Según expertos en el tema, China y Estados Unidos se encuentran en una competencia para liderar el mundo de la tecnología, lo que ha provocado tensiones entre ambos países. El pasado 1 de diciembre del 2018, fue detenida en Vancouver, Canadá, Meng Wanzhou, la directora financiera de Huawei e hija del fundador de dicha compañía, por supuesta violación de las sanciones de Estados Unidos contra Irán.

Huawei, es la compañía de origen chino más importante en fabricación de componentes para el desarrollo de redes móviles de quinta generación o 5G. Se espera que esta tecnología (5G) cree un nuevo ecosistema del Internet de las Cosas, satisfaciendo las necesidades de comunicación de miles de millones de dispositivos conectados a la red. Se han encontrado razones para pensar que Irán es simplemente un pretexto de Estados Unidos para frenar el desarrollo de este gigante tecnológico. Hay que tomar en cuenta que en diversas ocasiones EE. UU. ha utilizado penalizaciones comerciales y financieras con fines políticos.

Esto demuestra que las aspiraciones tecnológicas de China han despertado preocupaciones en EE. UU. En este sentido, el presidente Donald Trump ha dicho que la guerra comercial con China protegerá la dominancia estadounidense y frenará los planes de Pekín de alcanzar la supremacía económica y tecnológica – de acuerdo con el New York Times.
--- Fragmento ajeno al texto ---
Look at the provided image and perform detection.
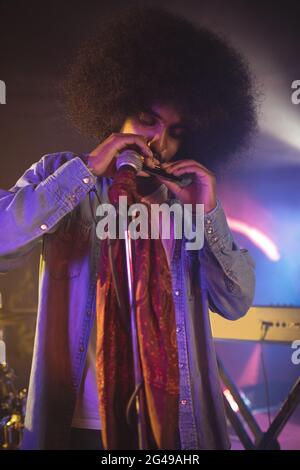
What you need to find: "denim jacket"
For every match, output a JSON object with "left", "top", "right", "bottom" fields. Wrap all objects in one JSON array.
[{"left": 0, "top": 151, "right": 255, "bottom": 449}]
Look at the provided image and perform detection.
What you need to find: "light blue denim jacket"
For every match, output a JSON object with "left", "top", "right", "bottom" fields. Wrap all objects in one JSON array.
[{"left": 0, "top": 151, "right": 255, "bottom": 449}]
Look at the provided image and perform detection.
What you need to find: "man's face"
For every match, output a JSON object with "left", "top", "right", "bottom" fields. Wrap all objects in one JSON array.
[{"left": 120, "top": 104, "right": 187, "bottom": 162}]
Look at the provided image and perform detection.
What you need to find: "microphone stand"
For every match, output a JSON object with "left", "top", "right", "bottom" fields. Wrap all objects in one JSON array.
[{"left": 116, "top": 149, "right": 148, "bottom": 450}]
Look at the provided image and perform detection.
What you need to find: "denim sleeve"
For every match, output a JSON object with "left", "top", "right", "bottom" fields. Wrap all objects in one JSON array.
[
  {"left": 0, "top": 152, "right": 96, "bottom": 272},
  {"left": 199, "top": 201, "right": 255, "bottom": 320}
]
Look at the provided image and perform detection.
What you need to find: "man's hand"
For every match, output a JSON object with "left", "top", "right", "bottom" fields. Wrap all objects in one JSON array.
[
  {"left": 159, "top": 160, "right": 217, "bottom": 214},
  {"left": 88, "top": 133, "right": 159, "bottom": 176}
]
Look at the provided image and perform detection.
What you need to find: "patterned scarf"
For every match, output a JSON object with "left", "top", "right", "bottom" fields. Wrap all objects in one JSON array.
[{"left": 96, "top": 169, "right": 179, "bottom": 450}]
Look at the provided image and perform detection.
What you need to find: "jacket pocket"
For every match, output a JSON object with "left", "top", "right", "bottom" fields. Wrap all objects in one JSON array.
[{"left": 43, "top": 217, "right": 91, "bottom": 280}]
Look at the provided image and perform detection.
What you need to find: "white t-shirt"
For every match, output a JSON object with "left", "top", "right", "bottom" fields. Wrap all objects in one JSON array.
[{"left": 72, "top": 184, "right": 174, "bottom": 429}]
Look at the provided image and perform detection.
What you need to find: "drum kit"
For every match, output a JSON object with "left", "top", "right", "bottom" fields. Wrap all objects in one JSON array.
[{"left": 0, "top": 314, "right": 27, "bottom": 450}]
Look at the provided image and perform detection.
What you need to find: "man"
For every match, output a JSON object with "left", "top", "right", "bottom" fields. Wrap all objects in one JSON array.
[{"left": 0, "top": 7, "right": 255, "bottom": 449}]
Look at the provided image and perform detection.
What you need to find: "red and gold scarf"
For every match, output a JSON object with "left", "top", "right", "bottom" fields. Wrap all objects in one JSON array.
[{"left": 96, "top": 169, "right": 179, "bottom": 450}]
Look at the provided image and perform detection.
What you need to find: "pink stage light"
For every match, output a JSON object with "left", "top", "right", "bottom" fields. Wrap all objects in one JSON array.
[{"left": 227, "top": 217, "right": 280, "bottom": 261}]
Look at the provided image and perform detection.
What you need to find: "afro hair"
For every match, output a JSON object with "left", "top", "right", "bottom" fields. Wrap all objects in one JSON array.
[{"left": 63, "top": 6, "right": 256, "bottom": 168}]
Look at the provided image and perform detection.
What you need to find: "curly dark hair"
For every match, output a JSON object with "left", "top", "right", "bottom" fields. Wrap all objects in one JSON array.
[{"left": 63, "top": 6, "right": 256, "bottom": 168}]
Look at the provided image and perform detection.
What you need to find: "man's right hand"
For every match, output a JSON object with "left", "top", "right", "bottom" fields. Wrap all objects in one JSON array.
[{"left": 88, "top": 133, "right": 159, "bottom": 177}]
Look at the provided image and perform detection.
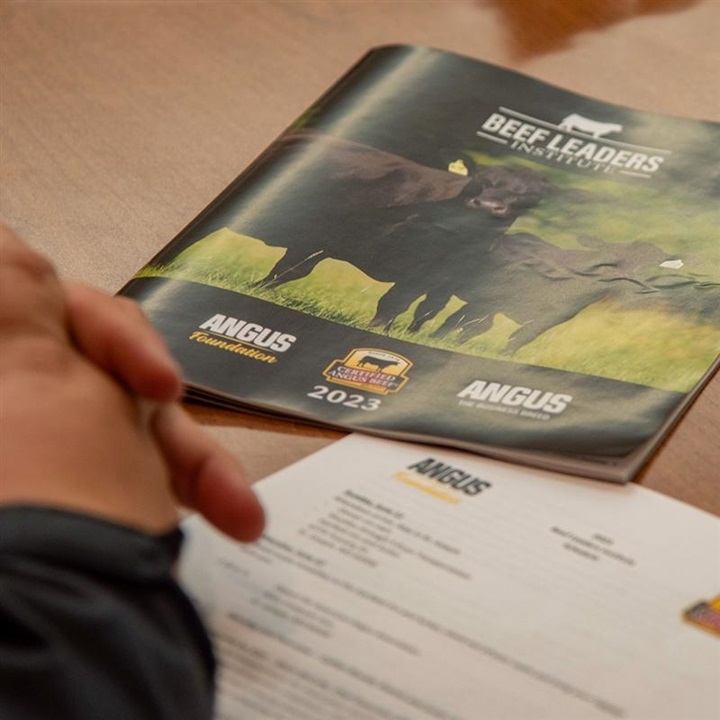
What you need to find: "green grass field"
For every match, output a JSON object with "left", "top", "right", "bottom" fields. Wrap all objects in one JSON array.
[{"left": 138, "top": 229, "right": 720, "bottom": 392}]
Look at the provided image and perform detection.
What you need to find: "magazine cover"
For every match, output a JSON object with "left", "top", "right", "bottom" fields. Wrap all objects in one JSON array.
[{"left": 122, "top": 46, "right": 720, "bottom": 482}]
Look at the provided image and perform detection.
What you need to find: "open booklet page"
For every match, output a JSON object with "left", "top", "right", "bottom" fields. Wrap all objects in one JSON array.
[
  {"left": 181, "top": 436, "right": 720, "bottom": 720},
  {"left": 123, "top": 46, "right": 720, "bottom": 482}
]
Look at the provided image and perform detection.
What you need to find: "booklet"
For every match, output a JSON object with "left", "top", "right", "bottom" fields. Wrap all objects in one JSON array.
[
  {"left": 123, "top": 46, "right": 720, "bottom": 482},
  {"left": 181, "top": 434, "right": 720, "bottom": 720}
]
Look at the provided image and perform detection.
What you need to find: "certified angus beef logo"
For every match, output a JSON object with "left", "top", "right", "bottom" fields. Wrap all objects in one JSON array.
[{"left": 323, "top": 348, "right": 412, "bottom": 395}]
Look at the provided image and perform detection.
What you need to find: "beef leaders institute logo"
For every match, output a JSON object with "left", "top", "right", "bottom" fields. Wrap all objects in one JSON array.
[{"left": 323, "top": 348, "right": 412, "bottom": 395}]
Por otro lado, en 2015, China aprobó un plan estratégico conocido como “Made in China 2025”, una iniciativa que busca el desarrollo de diez sectores clave de alta tecnología para modernizar su base manufacturera, por ejemplo, en el aeronáutico y robótico. Uno de los principales objetivos es que, para 2025, Pekín sea autosuficiente en un 70% en estos sectores de alta tecnología. Aunado a esto, Jun Canrong, decano asociado de la Escuela de estudio internacional de la Universidad Renmin de Pekín, manifestó que “Incluso si EE.UU. intenta bloquear el desarrollo de China, no tendrá éxito, puesto que el enorme mercado interno de China, por sí solo es suficiente para impulsar una industria madura de la IA (Inteligencia Artificial)”.

Made in China 2025” ya ha dado de qué hablar. En medio de la crisis aeronáutica generada por los accidentes aéreos del Boeing 737 Max, que los ha forzado a permanecer en tierra y a contemplar la posible cancelación de más de 5,000 unidades, China anunció a los mercados internacionales la llegada de un avión que le hará competencia, el C919 de la empresa COMAC, el cual tiene una capacidad de entre 168 y 190 pasajeros. Esta aeronave representará una alternativa a los aviones de Boeing y un nuevo competidor en el mercado aeronáutico dominado por Airbus y Boeing.

Hasta el momento, se han solicitado 815 unidades del COMAC C919. Quienes han mostrado intereses por este avión son, principalmente, compañías locales y pequeñas compañías de países con gran dependencia de China. El COMAC C919 cuesta casi la mitad del precio de sus competidores, pero aún le hace falta mejorar su eficiencia energética, lo cual lo pone en una ligera desventaja.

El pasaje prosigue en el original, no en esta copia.